Por un lado, Caros Martínez, periodista de MovistarPlus y, por otro, los ultras del Atlético de Madrid haciendo el saludo fascista en Éibar (Foto: Twitter/@ElDiaDespues)


Carlos Martínez, quizás el narrador de partidos de fútbol más conocido del país, condena en ‘El día después’ los saludos “fascistas”, con el brazo en alto, de los ultras del Atlético de Madrid que acudieron a Ipurúa para ver a su equipo jugar contra el Éibar.

El periodista de Movistar Plus hace mención a un documental que está preparando su cadena sobre el racismo en el fútbol y se lamenta de haberse confundido en pensar que “el peor momento había pasado”. No es así. Enseguida dan paso a imágenes grabadas en los aledaños de Ipurúa en las que se ve a un grupo de ultras rojiblancos desafiando a los presentes con la mano derecha levantada.

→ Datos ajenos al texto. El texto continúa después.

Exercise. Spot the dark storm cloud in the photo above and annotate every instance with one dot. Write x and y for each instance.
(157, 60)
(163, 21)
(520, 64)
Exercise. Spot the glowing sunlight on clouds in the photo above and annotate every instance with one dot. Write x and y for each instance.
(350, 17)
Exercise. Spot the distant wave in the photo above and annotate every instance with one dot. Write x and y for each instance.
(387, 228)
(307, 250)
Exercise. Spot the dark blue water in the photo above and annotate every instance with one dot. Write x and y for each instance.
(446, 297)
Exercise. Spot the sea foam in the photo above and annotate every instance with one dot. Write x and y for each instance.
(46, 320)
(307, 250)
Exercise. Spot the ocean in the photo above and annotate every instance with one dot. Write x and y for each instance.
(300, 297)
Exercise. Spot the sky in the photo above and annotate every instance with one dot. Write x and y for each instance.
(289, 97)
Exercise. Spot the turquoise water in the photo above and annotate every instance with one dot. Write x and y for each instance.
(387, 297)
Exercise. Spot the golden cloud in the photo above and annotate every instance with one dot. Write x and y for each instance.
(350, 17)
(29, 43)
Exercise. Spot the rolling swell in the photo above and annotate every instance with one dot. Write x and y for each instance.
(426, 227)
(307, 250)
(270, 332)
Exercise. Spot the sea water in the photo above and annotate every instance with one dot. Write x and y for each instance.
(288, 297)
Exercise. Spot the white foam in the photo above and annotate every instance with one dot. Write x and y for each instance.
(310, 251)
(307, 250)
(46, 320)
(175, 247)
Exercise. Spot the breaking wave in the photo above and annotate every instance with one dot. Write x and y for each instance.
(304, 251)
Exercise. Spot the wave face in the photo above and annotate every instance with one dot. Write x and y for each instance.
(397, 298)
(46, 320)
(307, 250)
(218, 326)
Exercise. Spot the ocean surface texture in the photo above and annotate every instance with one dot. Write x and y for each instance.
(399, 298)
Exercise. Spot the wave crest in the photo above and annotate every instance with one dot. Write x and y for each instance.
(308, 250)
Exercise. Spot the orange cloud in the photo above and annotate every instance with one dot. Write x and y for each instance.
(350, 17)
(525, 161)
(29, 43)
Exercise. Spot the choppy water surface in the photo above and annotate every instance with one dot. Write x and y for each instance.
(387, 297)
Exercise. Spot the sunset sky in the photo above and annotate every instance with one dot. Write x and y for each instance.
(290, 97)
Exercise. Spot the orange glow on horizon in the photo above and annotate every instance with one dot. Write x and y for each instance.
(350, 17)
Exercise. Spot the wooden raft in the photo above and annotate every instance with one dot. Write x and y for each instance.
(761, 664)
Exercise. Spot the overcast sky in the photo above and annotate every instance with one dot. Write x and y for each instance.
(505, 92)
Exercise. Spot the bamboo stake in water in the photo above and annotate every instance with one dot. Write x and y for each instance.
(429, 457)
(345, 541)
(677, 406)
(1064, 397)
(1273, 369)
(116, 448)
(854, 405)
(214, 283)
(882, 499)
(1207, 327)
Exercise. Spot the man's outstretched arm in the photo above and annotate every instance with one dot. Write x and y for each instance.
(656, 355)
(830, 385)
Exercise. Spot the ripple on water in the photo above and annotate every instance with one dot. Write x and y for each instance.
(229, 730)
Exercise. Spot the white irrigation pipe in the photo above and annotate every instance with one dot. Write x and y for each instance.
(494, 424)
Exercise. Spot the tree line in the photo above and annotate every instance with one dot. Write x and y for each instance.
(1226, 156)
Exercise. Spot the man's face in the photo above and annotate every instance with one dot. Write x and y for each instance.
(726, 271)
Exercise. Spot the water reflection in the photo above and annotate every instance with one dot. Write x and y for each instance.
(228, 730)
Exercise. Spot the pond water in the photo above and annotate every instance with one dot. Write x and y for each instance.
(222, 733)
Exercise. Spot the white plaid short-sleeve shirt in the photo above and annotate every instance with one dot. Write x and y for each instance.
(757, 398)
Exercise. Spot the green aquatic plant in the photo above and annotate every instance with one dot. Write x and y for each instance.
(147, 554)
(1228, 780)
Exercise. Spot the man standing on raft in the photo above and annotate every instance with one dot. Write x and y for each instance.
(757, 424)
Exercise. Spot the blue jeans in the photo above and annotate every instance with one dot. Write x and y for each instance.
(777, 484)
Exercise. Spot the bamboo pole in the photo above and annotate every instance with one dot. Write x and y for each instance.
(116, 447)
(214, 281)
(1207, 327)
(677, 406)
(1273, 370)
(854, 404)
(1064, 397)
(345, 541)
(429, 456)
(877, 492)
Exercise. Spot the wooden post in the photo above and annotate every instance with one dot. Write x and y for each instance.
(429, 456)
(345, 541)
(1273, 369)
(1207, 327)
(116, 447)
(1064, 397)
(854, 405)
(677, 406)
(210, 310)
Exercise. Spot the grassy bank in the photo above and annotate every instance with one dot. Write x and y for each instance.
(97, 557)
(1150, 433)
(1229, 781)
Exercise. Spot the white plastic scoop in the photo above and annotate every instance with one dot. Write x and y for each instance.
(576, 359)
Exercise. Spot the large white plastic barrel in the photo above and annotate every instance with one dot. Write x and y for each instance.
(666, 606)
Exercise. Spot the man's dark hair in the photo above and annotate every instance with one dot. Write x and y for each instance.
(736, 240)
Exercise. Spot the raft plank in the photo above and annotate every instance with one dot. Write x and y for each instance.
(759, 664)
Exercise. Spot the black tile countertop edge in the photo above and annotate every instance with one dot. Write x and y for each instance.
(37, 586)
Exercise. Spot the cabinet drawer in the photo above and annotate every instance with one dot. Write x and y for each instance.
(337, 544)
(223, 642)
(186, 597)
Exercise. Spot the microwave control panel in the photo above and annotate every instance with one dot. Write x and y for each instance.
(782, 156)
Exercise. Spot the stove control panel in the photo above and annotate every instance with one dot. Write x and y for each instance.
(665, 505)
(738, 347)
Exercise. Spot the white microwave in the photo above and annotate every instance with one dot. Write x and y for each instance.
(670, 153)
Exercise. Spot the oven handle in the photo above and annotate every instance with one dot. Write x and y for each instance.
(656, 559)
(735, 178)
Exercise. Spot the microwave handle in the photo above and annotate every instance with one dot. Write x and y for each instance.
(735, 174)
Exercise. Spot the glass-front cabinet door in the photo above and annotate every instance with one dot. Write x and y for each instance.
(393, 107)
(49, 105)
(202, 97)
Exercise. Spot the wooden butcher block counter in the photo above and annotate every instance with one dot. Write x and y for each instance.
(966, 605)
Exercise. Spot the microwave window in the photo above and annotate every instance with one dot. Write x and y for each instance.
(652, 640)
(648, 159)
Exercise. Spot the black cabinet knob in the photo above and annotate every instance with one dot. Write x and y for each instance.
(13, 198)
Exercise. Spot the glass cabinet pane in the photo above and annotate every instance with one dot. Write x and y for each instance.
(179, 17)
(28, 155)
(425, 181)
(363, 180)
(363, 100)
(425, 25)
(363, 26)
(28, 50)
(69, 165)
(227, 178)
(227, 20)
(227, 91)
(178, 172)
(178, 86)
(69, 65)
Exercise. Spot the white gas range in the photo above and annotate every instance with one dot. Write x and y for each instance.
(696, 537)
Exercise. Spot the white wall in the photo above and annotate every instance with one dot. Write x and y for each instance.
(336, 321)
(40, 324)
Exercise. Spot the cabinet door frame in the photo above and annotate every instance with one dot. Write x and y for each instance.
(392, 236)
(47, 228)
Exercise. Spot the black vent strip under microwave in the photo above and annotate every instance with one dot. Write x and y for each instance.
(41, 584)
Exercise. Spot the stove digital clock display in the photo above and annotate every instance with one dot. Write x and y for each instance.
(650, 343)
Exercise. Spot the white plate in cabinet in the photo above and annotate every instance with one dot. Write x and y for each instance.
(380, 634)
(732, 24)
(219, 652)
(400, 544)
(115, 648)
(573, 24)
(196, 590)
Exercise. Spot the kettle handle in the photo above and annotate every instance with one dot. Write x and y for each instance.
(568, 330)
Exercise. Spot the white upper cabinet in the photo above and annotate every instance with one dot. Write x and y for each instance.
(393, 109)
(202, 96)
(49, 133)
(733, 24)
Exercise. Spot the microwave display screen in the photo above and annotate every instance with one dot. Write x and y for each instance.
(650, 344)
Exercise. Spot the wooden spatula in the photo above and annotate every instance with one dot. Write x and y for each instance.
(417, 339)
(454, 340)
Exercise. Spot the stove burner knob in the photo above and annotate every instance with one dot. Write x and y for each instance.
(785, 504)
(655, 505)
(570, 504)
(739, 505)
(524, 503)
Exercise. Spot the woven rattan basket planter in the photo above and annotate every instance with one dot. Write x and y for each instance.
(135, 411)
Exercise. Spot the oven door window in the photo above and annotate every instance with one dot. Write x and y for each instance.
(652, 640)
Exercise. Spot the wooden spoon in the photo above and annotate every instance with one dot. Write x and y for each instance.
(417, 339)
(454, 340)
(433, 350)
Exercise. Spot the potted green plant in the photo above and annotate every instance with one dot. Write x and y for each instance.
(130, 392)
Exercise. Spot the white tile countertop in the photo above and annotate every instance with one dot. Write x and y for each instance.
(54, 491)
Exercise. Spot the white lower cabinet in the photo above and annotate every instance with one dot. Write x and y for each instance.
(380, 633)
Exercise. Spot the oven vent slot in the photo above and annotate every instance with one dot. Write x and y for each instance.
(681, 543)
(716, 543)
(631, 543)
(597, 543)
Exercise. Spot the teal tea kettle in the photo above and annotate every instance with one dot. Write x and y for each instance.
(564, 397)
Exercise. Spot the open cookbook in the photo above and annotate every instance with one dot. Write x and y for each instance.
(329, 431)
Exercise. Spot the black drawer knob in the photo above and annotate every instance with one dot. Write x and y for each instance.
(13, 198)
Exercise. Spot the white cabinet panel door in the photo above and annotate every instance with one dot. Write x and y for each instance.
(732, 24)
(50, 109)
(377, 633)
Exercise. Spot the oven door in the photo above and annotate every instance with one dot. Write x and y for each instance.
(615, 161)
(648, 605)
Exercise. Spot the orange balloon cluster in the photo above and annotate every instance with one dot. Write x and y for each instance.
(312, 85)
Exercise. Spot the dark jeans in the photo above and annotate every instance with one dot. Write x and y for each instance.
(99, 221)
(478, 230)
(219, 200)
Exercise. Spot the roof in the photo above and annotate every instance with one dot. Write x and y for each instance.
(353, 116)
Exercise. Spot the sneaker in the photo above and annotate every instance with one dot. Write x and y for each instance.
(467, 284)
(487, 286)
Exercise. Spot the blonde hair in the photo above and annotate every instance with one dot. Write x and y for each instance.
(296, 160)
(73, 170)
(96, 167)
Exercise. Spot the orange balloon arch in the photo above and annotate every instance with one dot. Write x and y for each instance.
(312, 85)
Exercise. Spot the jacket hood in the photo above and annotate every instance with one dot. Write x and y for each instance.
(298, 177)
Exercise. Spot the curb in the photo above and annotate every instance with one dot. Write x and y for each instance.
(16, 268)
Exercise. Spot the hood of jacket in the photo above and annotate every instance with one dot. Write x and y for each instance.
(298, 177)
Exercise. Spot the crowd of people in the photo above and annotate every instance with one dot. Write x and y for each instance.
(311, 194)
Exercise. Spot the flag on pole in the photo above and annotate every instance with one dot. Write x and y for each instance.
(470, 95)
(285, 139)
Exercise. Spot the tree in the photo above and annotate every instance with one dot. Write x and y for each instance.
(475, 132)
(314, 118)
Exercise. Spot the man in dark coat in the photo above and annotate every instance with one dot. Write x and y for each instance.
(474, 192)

Carlos Martínez manda un mensaje a los clubes, con toda la razón del mundo, afirmando que “es sencillo” que estos energúmenos sean identificados y se les aparte del fútbol. Pero los clubes no ponen toda la carne en el asador, ni siquiera cuando sus ultras ya han protagonizado más veces episodios de odio y violencia escandalosos como es el caso del Atlético de Madrid.

A todos nos vienen a la cabeza el asesinato de Aitor Zabaleta, seguidor de la Real Sociedad, en los alrededores del Vicente Calderón a manos de un sector de la hinchada más radical colchonera. Todos, igualmente, recordamos la muerte de ‘Jimmy’, el ultra del Deportivo de la Coruña, a orillas del Manzanares en una pelea programada por violentos de ambos bandos.

El fascismo está muy arraigado dentro del Frente Atlético, grupo al que supuestamente la directiva rojiblanca tenía vetado desde el último acontecimiento antes mencionado. Mentiras. Tuvo que morir alguien para plantearse que la situación era insostenible. No les parecieron suficientes la cantidad de veces que ultras del Atleti entonaron el ‘Cara al sol’ en diferentes feudos de la Liga como en Vallecas.

El problema es que después de pasar algo muy grave, todo se enfría y en menos de un mes ya nadie se acuerda de ello. Estos actos hay que condenarlos de por vida y tomar medidas serias para que los aficionados al deporte de verdad puedan acudir tranquilos y seguros a ver y disfrutar de sus equipos.

Todos somos culpables de que esto ocurra y es parte de todos poner el grito en el cielo.